Leticia López analizó el proceso histórico que derivó en la decisión del gobierno de Movimiento de Regeneración Nacional (Morena) de darle rango constitucional a la defensa del maíz mexicano: “El descontento campesino estalló en 2003, cuando productores de todo el país organizaron una masiva protesta en el Zócalo de la Ciudad de México, exigiendo la salida del maíz y el frijol del Tratado de Libre Comercio de América del Norte (TLCAN), ante las graves afectaciones que este acuerdo provocaba en el sector agrícola”.
En 2007, la campaña «Sin maíz no hay país» amplió la lucha, integrando el impacto ambiental y la biodiversidad. La asunción de la presidencia por parte de Andrés Manuel López Obrador en 2018 les permitió a los pequeños y medianos productores impulsar iniciativas contra el agronegocio y los agrotóxicos. En enero de 2024 se prohibió por decreto el uso de glifosato y semillas de maíz transgénico para el consumo humano, un reclamo histórico de organizaciones campesinas e indígenas.

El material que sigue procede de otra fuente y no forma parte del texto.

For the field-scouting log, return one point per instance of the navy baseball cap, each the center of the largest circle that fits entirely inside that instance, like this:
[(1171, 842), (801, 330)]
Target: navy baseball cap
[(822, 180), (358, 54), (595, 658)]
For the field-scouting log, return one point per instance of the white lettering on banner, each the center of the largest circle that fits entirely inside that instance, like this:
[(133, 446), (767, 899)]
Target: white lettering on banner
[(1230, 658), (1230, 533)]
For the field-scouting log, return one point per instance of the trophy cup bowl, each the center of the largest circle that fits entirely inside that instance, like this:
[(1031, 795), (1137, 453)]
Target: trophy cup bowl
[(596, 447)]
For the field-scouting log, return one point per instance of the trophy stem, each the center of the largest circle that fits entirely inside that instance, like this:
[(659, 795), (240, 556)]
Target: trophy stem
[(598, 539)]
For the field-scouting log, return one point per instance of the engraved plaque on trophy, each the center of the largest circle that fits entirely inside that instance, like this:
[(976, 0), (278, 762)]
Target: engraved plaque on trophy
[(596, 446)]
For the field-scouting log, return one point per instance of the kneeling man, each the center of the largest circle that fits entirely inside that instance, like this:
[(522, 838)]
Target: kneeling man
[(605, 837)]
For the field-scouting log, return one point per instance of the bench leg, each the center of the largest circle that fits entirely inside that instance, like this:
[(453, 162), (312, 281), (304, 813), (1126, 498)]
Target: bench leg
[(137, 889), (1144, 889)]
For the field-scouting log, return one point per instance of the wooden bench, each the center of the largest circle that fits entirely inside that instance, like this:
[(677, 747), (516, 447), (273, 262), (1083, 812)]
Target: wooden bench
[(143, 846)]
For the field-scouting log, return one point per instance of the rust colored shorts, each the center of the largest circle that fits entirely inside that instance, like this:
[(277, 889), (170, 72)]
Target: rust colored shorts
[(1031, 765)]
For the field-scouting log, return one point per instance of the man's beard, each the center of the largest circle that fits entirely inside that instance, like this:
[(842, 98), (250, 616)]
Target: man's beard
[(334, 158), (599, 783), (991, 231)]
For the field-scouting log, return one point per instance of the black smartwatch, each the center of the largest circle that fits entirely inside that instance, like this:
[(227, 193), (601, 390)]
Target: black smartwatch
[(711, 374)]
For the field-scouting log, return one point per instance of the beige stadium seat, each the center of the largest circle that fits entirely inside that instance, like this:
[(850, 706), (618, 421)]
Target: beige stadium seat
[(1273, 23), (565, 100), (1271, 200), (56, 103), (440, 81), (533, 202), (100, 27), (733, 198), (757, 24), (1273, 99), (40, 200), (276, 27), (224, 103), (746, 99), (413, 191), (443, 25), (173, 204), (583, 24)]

A lo largo de los años, la lucha por el maíz y el frijol demostró ser un símbolo de resistencia ante las políticas neoliberales que afectan al campo y la vida de millones de personas. Lo que comenzó como una protesta campesina se convirtió en un movimiento integral que abarca el medio ambiente, la producción sustentable y el bienestar social. La defensa del maíz sigue siendo un punto central en la agenda de quienes buscan un modelo de desarrollo más equitativo y sostenible para México.
El impacto de esta lucha va más allá de las fronteras mexicanas. La expansión de las transnacionales agroindustriales en Latinoamérica puso en riesgo la producción local en varios países. Monsanto y otras corporaciones modificaron los mercados de alimentos, ofreciendo productos de un supuesto mayor rendimiento pero que comprometieron la independencia de los campesinos y la diversidad en los cultivos. La experiencia mexicana demuestra que es fundamental la articulación de movimientos sociales, universidades, sociedad civil y actores políticos para defender el campo y garantizar la soberanía alimentaria.